BN: What more do you think should people know about Eva Perón?

Cannold: I think so often we think of her as an icon. We think of her as a white dress. We think of her as arms raised in a V. We think of her in a blonde bun. And our production seeks to highlight all about her that is human. What does it mean for a little girl to make the ascent that this little girl made? I think in other productions, it’s more about what does this icon mean for the country?

BN: Were you approached about doing ‘Evita,’ or did you bring this idea to City Center?

Cannold: [Jack Viertel and I] had six months of conversations about different titles, but ‘Evita’ was always on the top of the list because it was my thesis in college. I went to Argentina in college to do research, and I’ve been so obsessed with the musical. Every meeting I have, it would always be the first thing that I would pitch.

BN: And then you went back to Argentina before taking on this production, which included visits to Eva’s hometown and a visit to the nurse who cared for her when she was dying. What did you learn from that?

Sammi: At the end of our visit, the nurse, María Eugenia Álvarez, asked us to come stand next to her and she asked if we could give her our hands. Because she held Eva’s hand when she was dying and she wanted to transfer that energy to us. And I’m not really spiritual personally, but that was a moment. Not only is there that transference of energy in whatever form you believe it takes, but there is a responsibility that comes with this surviving woman who knew her saying ‘Take her story, but also be really careful with it, because she means a lot to a lot of people.’
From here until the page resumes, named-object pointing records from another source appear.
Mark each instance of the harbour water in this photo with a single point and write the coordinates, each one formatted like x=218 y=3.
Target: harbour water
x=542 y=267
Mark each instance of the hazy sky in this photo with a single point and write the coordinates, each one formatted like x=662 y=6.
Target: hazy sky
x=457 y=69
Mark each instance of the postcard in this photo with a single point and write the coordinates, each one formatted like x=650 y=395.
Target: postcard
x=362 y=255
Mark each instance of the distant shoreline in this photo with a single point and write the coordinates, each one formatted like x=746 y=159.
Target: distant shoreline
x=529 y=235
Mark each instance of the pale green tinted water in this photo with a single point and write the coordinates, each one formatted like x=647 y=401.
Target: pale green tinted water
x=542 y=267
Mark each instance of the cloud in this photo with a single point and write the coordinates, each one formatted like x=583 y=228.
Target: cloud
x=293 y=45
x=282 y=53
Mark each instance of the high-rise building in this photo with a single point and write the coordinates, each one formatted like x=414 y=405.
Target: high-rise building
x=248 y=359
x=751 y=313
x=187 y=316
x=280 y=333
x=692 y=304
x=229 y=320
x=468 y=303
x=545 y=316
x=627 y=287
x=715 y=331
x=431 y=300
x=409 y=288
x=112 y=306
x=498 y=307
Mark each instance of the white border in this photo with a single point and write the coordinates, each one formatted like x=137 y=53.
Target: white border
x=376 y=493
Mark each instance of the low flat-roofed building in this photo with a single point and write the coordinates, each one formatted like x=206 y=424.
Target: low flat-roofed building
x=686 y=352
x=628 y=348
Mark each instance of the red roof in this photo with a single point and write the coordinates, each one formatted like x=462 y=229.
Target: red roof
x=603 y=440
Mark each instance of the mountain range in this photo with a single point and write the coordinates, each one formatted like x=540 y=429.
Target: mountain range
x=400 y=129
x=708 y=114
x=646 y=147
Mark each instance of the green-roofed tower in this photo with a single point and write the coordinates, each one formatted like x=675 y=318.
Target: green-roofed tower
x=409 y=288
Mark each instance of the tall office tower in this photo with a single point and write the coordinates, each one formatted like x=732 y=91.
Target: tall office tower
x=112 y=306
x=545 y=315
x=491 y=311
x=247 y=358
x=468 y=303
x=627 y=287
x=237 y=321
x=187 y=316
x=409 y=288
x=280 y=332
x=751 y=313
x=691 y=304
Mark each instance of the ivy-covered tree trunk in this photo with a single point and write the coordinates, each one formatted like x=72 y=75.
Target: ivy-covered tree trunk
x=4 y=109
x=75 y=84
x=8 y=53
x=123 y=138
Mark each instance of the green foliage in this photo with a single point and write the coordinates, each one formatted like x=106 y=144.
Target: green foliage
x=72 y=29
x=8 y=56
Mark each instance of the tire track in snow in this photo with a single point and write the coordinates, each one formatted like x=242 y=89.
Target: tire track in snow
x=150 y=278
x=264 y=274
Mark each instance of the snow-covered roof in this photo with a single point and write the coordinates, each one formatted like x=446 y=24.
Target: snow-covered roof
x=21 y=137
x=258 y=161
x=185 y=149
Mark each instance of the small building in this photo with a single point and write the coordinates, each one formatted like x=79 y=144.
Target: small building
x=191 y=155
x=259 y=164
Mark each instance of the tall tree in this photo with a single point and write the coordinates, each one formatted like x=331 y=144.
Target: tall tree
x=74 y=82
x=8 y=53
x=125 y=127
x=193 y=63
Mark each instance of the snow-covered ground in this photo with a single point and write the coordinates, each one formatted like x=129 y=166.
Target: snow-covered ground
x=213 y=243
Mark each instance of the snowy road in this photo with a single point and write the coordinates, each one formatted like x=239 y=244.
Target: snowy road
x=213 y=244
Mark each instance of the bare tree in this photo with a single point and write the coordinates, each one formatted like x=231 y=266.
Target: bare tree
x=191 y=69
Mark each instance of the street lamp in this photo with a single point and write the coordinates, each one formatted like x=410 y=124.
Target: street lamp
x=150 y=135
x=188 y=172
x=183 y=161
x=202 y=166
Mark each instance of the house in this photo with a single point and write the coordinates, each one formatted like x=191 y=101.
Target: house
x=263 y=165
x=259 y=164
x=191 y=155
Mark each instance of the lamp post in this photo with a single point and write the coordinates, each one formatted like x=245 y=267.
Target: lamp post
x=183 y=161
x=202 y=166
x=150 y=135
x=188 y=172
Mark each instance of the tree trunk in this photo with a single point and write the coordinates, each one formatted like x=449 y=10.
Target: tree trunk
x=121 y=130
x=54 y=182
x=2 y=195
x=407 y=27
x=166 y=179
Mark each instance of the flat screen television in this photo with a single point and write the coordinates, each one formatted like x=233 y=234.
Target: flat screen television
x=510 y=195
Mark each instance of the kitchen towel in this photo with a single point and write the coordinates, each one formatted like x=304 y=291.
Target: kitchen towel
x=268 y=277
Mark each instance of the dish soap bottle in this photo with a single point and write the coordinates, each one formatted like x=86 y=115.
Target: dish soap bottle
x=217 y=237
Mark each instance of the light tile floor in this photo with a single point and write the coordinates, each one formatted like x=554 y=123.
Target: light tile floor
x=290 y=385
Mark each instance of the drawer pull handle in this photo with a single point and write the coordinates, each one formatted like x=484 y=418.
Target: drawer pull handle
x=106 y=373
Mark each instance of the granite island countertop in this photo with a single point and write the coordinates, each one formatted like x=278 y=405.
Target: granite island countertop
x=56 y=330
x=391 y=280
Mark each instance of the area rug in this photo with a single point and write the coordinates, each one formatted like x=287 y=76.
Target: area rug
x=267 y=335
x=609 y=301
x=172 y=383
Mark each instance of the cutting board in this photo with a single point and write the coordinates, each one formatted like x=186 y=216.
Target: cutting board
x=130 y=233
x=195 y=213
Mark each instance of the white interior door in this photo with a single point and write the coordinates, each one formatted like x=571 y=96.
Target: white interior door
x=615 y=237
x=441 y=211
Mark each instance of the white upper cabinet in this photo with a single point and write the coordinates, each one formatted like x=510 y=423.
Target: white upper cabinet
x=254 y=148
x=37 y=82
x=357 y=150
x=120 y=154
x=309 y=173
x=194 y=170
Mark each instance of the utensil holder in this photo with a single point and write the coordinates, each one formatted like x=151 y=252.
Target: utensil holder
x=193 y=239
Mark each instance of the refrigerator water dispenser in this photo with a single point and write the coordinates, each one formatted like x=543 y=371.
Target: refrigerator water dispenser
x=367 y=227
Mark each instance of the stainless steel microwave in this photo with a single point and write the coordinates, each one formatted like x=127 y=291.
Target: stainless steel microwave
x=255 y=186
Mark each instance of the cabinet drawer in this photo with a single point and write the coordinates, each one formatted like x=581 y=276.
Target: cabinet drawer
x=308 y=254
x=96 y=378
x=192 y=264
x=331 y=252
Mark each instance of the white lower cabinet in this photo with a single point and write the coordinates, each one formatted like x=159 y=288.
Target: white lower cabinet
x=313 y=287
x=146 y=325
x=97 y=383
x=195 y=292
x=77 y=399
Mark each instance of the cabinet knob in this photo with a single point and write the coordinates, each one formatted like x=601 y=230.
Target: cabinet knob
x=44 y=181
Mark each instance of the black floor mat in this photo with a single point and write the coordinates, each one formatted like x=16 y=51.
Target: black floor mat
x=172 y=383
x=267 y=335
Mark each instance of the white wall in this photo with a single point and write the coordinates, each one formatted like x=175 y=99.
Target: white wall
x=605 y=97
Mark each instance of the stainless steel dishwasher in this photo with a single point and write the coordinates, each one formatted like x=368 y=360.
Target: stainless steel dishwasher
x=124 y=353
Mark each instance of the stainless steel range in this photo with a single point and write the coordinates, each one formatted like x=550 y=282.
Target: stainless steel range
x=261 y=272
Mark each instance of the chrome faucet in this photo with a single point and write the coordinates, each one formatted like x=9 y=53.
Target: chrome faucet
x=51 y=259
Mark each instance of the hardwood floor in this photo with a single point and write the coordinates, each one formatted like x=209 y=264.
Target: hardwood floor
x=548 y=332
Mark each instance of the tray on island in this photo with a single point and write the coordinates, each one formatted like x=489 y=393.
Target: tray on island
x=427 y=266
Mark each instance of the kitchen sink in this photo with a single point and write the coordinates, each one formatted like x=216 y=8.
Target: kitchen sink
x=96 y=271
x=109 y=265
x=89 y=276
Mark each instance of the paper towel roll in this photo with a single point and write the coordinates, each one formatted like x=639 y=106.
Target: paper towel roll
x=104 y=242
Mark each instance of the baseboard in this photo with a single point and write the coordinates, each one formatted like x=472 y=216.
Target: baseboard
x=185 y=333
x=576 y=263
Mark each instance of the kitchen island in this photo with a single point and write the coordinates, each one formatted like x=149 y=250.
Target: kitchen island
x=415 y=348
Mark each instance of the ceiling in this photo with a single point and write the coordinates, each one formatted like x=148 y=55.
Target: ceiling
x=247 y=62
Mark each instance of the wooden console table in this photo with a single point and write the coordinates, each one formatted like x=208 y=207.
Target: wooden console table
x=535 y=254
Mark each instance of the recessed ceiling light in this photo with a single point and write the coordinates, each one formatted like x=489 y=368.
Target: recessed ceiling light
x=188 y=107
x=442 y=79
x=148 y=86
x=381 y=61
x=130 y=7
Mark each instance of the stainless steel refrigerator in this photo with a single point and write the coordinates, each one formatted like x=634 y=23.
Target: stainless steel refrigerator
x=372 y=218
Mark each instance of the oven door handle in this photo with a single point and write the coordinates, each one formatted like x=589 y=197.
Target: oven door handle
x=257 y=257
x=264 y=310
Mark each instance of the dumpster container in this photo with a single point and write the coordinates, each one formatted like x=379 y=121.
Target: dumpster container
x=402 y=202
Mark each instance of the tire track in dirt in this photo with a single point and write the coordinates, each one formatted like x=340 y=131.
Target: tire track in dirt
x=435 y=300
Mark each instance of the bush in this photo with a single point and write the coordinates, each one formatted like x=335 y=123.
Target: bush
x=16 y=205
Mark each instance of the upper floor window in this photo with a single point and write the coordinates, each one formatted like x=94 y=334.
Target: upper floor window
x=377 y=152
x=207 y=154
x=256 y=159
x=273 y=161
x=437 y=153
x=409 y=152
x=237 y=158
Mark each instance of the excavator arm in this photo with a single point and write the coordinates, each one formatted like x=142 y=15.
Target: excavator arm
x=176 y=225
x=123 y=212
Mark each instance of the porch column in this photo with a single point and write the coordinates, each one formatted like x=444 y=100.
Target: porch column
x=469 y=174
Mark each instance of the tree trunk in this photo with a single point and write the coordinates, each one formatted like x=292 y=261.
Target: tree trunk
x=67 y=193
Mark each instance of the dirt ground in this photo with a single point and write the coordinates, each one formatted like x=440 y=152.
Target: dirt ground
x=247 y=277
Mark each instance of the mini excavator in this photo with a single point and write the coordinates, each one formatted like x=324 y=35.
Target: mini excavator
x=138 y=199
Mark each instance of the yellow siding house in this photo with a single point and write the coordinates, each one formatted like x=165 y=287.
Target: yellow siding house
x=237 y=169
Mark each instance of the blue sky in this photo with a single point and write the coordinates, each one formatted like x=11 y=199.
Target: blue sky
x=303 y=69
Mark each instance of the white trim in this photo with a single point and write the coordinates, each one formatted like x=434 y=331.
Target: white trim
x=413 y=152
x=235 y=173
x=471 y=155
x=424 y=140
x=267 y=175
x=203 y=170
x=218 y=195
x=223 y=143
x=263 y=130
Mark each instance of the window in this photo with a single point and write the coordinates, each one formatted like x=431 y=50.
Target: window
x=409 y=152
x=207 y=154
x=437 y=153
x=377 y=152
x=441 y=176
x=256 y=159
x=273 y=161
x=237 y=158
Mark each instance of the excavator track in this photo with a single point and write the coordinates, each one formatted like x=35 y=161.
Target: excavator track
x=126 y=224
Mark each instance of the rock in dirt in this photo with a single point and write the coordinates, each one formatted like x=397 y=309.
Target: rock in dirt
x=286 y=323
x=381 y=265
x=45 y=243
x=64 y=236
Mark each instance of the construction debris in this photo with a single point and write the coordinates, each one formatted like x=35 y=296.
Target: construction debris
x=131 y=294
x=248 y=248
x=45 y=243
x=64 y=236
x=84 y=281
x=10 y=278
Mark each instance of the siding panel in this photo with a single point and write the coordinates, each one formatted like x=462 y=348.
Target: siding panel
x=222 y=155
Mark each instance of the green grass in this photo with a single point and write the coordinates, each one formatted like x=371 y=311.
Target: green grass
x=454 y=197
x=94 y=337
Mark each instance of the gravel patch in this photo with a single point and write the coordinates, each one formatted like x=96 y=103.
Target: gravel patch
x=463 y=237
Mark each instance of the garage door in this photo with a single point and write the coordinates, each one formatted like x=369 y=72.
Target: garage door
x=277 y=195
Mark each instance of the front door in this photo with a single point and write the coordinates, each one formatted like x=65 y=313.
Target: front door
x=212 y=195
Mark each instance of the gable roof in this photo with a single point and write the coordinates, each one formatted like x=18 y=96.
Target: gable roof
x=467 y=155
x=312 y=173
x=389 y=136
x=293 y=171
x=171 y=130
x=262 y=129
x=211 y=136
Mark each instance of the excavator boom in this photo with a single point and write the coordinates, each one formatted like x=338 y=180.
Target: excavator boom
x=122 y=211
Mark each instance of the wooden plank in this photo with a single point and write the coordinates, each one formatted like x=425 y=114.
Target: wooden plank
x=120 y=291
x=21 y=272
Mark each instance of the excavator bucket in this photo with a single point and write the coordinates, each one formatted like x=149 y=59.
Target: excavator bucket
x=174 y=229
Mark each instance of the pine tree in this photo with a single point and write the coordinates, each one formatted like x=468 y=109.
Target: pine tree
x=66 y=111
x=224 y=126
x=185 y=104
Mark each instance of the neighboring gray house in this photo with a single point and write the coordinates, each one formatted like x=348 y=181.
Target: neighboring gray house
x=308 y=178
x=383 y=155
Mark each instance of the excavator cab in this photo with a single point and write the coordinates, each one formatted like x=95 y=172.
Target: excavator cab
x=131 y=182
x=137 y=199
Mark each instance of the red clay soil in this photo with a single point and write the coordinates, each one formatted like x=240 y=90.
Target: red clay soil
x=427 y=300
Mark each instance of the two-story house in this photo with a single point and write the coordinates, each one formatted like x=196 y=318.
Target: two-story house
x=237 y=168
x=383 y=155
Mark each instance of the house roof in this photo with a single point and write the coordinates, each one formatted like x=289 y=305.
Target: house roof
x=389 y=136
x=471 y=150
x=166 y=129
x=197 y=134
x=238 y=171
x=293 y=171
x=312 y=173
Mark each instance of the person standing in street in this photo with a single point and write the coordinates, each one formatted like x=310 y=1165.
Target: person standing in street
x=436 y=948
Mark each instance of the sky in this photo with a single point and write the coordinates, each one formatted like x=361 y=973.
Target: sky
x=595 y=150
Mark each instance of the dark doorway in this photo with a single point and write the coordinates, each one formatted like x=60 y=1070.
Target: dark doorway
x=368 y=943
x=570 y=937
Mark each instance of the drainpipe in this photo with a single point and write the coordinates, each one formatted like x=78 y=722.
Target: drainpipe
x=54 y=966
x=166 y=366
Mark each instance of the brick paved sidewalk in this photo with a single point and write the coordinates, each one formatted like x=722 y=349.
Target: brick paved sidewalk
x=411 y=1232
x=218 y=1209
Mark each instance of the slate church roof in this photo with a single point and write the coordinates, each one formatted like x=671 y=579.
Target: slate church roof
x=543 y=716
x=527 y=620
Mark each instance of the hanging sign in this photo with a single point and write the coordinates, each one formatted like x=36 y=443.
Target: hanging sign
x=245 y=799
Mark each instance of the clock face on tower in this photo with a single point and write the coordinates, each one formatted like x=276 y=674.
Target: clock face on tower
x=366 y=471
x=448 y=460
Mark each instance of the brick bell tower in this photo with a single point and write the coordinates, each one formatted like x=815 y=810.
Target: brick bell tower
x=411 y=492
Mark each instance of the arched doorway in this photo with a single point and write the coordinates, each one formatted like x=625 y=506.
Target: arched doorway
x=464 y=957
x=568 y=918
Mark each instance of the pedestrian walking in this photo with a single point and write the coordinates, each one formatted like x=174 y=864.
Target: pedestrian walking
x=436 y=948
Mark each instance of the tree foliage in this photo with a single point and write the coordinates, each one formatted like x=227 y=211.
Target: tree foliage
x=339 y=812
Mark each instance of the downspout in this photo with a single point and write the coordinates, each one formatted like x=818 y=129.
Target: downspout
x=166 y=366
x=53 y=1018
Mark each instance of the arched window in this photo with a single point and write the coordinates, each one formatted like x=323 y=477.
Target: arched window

And then she told us a lot about like the days of when Eva was dying, which is shrouded in a lot of mystery because she refused treatment again and again for her cancer. And the nurse explained to us that she was just so committed to her cause that to her medical attention was an obstacle. She saw it as her duty to make sure that the 7.5 million women in her country exercised their vote. But she also just really believed in Robin Hooding, essentially, taking care of the descamisados, who are the shirtless ones in her country. She never got past middle school education, so I don’t think she knew that what she was doing was unsustainable,

BN: It seems like you take a research-based approach to your direction.

Cannold: I don’t know why I wouldn’t in the sense that this is a topic that has so much to mine from. I don’t need to make things up because her life was just that interesting. I directed a play at A.R.T. this winter, and it takes place on an island off the coast of mainland South Korea. And I went to South Korea to do research for it. And it was the most enriching experience of my career because I got to then go into the room saying, ‘Oh, I actually can tell you how these women would feel about this because I talked to them.’ So from my perspective, the more information I have, the better suited I am to to do my job.

BN: Do you feel any pressure in taking on ‘Evita?’

Cannold: ‘Evita’ is a property that is so beloved. And I find that in this community, everybody has feelings about how it should be done. And I think that to direct a revival is the most exposed thing a director can do. Because if it’s bad, it’s definitely my fault because we’ve proven that this property is great. Our whole team is trying to do something new. But how do we do that without breaking what already is so great about the show? So it’s that pressure.

Also, as a director, I have never been reviewed in New York. I’ve never directed anything in a 2,200 seat theater. It’s just the size and scale and the speed of this. We have nine days to make it.